Jack Cleary (born 8 August 1995) is an Australian representative rower. He is an Australian national champion, has represented at world championships and is an Olympic medallist. He raced in the Australian men's quad scull at Tokyo 2021 to a bronze medal.

==Club and state rowing==
Cleary was schooled at Trinity College, Perth where he took up rowing. His senior club rowing started from the West Australian Rowing Club.

Cleary's state representative debut for Western Australia came in 2013 when he was selected in the state youth eight to contest the Noel Wilkinson trophy at the Interstate Regatta. In 2014 he was selected in the West Australian men's senior eight to contest the Kings Cup.

Cleary attended the University of California, Berkeley, double-majoring in Economics and Sociology. He rowed in UC Berkeley fours and eights at Intercollegiate Rowing Association regattas from 2016 to 2018.

Cleary was again selected in West Australian King's Cup eights in 2019 and 2021. In 2021 and 2022 he won Australian Championship titles in the open men's quad scull.

==International representative rowing==
Cleary made his Australian representative debut at the 2013 Junior World Rowing Championships in Trakai, Lithuania when he was selected to race Australia's double scull which finished in overall sixth place. In 2015 he was selected in the bow seat of Australia's coxed for the World Rowing U23 Championships in Plovdiv; the crew finished fifth in the final.

Cleary took part in the following 2016 World Rowing U23 Championships in Rotterdam, where the team placed third.

By national team selections in 2021 for the delayed Tokyo Olympics, Cleary had joined the Australian quad scull, which qualified for the Olympics on 2019 performances. Cleary was selected to race that boat with Cameron Girdlestone, Luke Letcher and Caleb Antill in the other seats. This combination had won the 2021 Australian national title in the quad. In Tokyo the quad won their heat and progressed straight to the A final. They were behind the lead for much of the race but winds had blown up before the event and some crews struggled with their bladework in the chop. With Cleary sculling and steering from the bow seat, the Australian quad kept their composure and technique and managed a bronze medal finish on the line.

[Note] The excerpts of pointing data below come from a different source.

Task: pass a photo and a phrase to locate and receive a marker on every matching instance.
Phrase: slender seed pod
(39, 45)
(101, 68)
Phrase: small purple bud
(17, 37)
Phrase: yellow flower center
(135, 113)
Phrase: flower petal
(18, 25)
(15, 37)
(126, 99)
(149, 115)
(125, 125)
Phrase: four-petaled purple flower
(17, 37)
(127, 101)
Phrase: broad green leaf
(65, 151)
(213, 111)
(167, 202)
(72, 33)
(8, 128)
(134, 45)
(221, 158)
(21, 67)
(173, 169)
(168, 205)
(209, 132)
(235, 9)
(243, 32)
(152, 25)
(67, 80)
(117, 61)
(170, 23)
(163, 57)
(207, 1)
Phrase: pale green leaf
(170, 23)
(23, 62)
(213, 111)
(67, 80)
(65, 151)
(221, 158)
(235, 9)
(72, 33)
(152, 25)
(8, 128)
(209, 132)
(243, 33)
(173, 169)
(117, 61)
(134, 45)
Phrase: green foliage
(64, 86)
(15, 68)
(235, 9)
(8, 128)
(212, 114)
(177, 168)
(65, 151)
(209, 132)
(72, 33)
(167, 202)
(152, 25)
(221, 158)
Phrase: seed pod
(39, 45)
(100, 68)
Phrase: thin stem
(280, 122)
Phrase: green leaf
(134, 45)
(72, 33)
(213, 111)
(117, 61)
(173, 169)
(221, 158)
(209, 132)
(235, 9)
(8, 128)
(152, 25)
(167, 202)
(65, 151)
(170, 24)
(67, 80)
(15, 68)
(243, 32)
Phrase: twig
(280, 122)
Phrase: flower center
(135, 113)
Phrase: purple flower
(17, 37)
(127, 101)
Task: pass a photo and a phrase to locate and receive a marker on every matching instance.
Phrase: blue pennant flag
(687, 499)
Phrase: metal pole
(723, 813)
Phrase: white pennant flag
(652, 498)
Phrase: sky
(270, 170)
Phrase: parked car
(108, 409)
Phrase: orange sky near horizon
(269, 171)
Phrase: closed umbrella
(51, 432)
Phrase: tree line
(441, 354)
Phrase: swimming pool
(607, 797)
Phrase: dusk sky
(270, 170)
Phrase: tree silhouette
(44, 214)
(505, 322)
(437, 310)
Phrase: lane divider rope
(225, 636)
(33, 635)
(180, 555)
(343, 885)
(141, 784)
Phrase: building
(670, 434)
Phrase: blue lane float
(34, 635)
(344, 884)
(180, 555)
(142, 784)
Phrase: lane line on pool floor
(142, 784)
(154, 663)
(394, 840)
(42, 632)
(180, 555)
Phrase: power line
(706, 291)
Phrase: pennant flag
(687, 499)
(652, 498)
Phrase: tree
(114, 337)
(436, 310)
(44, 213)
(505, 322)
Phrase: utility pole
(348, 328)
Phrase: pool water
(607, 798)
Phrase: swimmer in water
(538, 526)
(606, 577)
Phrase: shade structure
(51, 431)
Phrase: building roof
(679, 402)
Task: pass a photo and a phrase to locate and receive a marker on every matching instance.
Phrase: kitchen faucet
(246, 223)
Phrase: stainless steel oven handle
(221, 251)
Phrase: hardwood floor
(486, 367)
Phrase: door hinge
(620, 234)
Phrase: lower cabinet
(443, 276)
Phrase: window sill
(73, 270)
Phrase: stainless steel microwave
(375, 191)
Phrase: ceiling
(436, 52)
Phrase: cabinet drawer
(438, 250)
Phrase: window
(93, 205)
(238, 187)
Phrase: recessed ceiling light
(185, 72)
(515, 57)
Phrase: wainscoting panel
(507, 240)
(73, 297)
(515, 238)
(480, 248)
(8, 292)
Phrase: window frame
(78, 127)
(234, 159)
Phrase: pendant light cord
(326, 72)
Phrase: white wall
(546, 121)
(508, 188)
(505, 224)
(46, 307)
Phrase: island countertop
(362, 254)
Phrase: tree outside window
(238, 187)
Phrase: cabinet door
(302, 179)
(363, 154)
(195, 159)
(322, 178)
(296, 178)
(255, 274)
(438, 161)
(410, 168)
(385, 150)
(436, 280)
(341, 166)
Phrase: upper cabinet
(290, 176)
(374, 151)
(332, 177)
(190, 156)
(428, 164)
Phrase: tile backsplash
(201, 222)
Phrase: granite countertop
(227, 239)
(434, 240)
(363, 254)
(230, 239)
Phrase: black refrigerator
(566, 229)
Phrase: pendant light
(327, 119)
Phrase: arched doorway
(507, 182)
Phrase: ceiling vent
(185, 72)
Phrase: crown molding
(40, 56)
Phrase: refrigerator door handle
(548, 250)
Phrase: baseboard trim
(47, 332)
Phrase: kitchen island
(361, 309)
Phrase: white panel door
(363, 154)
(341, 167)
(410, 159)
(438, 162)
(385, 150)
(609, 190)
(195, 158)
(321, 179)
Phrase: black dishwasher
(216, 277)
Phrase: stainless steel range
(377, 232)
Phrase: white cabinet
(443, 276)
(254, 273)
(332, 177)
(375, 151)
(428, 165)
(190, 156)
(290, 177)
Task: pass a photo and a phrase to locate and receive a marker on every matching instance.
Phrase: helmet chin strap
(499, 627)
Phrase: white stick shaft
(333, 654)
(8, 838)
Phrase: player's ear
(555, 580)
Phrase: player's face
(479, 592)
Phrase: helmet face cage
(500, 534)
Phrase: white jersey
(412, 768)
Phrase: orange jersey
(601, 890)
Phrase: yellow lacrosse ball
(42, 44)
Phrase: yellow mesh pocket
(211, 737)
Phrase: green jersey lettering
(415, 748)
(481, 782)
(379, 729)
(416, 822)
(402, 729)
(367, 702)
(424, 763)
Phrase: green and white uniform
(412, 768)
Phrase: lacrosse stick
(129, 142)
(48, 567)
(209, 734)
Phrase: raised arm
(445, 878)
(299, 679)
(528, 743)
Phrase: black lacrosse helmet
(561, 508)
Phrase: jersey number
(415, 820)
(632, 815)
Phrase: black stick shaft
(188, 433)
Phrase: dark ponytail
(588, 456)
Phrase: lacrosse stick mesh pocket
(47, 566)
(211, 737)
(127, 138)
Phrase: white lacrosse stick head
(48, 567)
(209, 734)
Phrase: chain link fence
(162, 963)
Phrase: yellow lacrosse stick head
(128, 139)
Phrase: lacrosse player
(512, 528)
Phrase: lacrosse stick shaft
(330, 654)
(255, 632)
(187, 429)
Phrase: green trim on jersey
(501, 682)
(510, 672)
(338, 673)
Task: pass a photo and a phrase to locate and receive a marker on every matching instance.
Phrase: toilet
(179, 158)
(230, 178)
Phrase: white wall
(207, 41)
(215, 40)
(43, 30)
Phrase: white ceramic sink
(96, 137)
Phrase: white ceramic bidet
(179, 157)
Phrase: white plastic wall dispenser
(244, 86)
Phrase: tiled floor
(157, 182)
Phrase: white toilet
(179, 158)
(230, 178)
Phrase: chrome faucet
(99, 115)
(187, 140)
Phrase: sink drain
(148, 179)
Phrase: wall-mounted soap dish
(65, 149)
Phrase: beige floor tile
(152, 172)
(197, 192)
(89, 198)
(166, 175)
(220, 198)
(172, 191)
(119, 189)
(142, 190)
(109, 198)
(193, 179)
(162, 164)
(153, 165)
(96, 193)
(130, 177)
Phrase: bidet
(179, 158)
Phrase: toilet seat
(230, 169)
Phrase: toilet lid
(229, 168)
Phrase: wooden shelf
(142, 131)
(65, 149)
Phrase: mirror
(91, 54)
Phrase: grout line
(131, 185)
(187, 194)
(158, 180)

Antill and Cleary were selected as the likely Australian men's double scull to prepare for the 2022 international season and the 2022 World Rowing Championships. Racing with Antill in the double, Cleary won bronze at the World Rowing Cup II in Poznan. A week earlier at the Henley Royal Regatta Cleary and Antill had beaten the British double to win the Double Sculls Challenge Cup. At the 2022 World Rowing Championships at Racize, he raced as Australia's representative single sculler. He qualified through to the B final in which he finished sixth for an overall twelfth placing at the regatta.

In March 2023 Cleary was again selected in Australian men's sculling squad for the 2023 international season. At the Rowing World Cup II in Varese, Italy Cleary raced as Australia's M2X entrant with Harley Moore. They made the A final and finished in fourth place. At 2023's RWC III in Lucerne, Cleary and Moore again raced the M2X. This time they proceeded through the repechage, missed the A final and finished in overall ninth place. For the 2023 World Rowing Championships in Belgrade Serbia, Cleary was elevated to the Australian quad scull racing with Henry Youl, David Bartholot and Caleb Antill. They placed third in their heat and then won their repechage to progress to the A/B semifinals. Ultimately they finished third in the B final for an overall ninth place world ranking. This result did not qualify the boat for the 2024 Paris Olympics.